How exactly does the mergeMap operator work and in which cases is it used?

2.1k Views Asked by At

Before coming here I have read the official documentation of Rxjs and some other pages but I am still not clear. What I understood is this:

It is used to "join" 2 observables and thus obtain a single observable as a result, I also saw that it is used to "flatten" an observable (I am also not very clear).

Now ... I have days trying to program a user registry using Angular and Node.js with Express and I found a little tutorial which I decided to use and it has this code:

import { Injectable, Injector } from '@angular/core';
import { HttpClient, HttpInterceptor, HttpRequest, HttpHandler, HttpEvent, HttpErrorResponse } from '@angular/common/http';
import { Observable, throwError } from 'rxjs';
import { catchError, retry, mergeMap } from 'rxjs/operators'
import { AuthenticationService } from './authentication.service';

@Injectable({
 providedIn: 'root'
})
export class AppInterceptor implements HttpInterceptor {

 constructor(private injector: Injector) { }

 intercept(req: HttpRequest<any>, next: HttpHandler): Observable<HttpEvent<any>> {
  let accessToken = "", refreshToken = ""

  const tokens = JSON.parse(sessionStorage.getItem("tokens"))
  if (tokens) {
   accessToken = tokens.accessToken
   refreshToken = tokens.refreshToken
  }

  let clonHttp: HttpRequest<any> 
  clonHttp = tokens ? req.clone({ headers: req.headers.append("Authorization", `Bearer ${accessToken}`) }) : req
  
  let auth = this.injector.get(AuthenticationService);

  return next.handle(clonHttp)
   .pipe(
    catchError((error: HttpErrorResponse) => {
     if (error.error instanceof ErrorEvent) {
      console.log("error event")
     } else if (error.status == 401) {
      return auth.getNewAccessToken(refreshToken)
       .pipe(
        retry(3),
        mergeMap(
         (response: any) => {
          tokens.accessToken = response.accessToken
          sessionStorage.setItem("tokens", JSON.stringify(tokens))

          clonHttp = req.clone({ headers: req.headers.append("Authorization", `Bearer ${response.accessToken}`) })
          return next.handle(clonHttp)
         }
        )
       )
     } else if (error.status == 409) {
      return throwError("User not logged")
     } else {
      if (error.error && error.error.message) {
       return throwError(error.error.message)
      } else {
       return throwError("Check your connection")
      }
     }
    })
   )
 }

}

If you see, when you use the MergeMap operator they only pass you the answer (a single observable), or at least that's what I can see. What I'm trying to say is that I don't see that they are using it with 2 observables or to mix 2 observables, which is what I have read in their official documentation, in fact, in the examples they show they always use it with 2 observables.
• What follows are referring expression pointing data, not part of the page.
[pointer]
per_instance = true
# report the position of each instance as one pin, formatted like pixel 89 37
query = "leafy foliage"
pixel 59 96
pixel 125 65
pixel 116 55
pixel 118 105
Honestly it has been too difficult for me to understand this operator, if someone could help me understand it in a simple way, I would be extremely grateful, in addition to understanding its use in that code that I show earlier. Greetings in advance. Thank you!

3

There are 3 best solutions below

1
On

mergeMap, like many other so-called higher order mapping operators, maintains one or multiple inner observables.

An inner observable is created with the outer value and the provided function. The outer value essentially is just the value received from its source. For example:

of(1, 2, 3).pipe(
  mergeMap((outerValue, index) => /* ... return an observable ... */)
).subscribe(); // `outerValue`: 1, 2, 3 (separately)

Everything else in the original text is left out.